His moms groan, but stand and sleepily put the coffee on while he showers. Before he knows it, he's out the door and driving back to Samwell, Mam's lipstick smudged on his cheek and Mama's on his forehead. In the car he listens to the Motown boxset he got fourth night, and then he turns the radio on for a while, and then he puts in an old mix CD Eli made for him when they were fourteen or fifteen.

Phil Ochs sings about being gone one day, and the words spin through his head, and it hurts him how prophetic they were at the time. Even after two years, the ache in his chest is almost too much for him to take. His heart knows exactly what to tell his head to upset him, and he cries all the way down the I-90.

When the CD plays through all the way, it starts to play again, and Derek turns it off. He sits in silence for the remaining hour until he arrives back at Samwell, and when he parks under the carport outside of his dorm, he presses his forehead against the steering wheel for a moment until his head clears enough for him to go inside.

His roommate Valentín is still with his family out West, and so he has the room to himself for the night. He heats up some of the oriental flavored ramen, which is kinda fucking gross, but it's the only vegetarian flavor the cheap brand makes, and he's not going to take more from his moms than he has to. After moping around for a while and thinking about the playoffs, he decides to go to bed. It's been a long day.

* * *

Dex comes back the next day, and being around his family must have been miserable because he's pissier than usual, which is saying something. Derek stays as far out of his way as he can manage.

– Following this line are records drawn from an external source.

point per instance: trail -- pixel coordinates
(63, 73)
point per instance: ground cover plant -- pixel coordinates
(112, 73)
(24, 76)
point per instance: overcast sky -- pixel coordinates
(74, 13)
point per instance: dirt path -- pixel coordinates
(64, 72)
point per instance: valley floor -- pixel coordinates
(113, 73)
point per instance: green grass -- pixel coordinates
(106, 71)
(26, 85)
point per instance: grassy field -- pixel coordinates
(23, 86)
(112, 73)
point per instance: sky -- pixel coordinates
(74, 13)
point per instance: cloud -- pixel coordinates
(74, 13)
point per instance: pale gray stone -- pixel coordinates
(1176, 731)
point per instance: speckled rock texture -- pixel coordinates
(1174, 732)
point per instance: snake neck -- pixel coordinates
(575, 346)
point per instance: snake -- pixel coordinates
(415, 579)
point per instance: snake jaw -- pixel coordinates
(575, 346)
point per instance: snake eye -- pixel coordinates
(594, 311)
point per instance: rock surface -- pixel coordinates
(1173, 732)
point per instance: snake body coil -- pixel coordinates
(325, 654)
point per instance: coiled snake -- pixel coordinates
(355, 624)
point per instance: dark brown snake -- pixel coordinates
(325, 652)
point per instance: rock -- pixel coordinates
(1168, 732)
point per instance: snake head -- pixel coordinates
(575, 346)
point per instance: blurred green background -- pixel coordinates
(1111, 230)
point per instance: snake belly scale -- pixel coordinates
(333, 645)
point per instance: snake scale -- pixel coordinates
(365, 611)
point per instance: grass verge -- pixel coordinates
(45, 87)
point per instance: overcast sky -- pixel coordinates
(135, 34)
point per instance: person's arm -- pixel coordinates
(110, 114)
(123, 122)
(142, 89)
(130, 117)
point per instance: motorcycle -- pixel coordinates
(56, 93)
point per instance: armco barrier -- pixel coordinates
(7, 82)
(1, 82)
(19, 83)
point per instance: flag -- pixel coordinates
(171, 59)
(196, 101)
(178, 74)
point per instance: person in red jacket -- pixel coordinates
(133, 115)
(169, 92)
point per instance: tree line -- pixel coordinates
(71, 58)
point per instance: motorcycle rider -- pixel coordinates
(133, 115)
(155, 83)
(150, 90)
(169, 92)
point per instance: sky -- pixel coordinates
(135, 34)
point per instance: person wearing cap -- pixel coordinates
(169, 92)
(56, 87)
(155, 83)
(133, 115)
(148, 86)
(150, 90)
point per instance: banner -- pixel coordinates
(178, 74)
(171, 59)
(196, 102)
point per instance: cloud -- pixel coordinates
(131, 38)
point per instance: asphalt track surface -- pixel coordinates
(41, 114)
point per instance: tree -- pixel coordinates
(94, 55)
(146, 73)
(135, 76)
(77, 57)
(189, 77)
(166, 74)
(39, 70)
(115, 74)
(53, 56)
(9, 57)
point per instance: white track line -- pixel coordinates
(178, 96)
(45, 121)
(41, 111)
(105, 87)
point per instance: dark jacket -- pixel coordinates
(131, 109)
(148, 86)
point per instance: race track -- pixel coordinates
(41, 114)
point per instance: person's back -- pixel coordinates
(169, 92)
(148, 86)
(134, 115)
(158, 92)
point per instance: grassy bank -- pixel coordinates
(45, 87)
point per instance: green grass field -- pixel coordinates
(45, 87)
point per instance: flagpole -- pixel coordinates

He's really not a combative person; there's just something about Dex that makes him want to tear his hair out and yell until his lungs are burning.

They end up getting in a fight anyway, when they're leaving their first practice after returning. Chowder and Bitty have identical sad, disappointed expressions on their faces, which only makes Derek feel worse. After their argument, he mutters his customary “Chill, Dex,” and goes back to his room and cries. When Valentín asks how he's doing after sweeping into the room at half past midnight, he doesn't say anything.

The next morning he apologizes to Valentín with his head down. Against his better judgement, he adds, “I'm just having… problems with a friend. With Dex. You've met him, right?”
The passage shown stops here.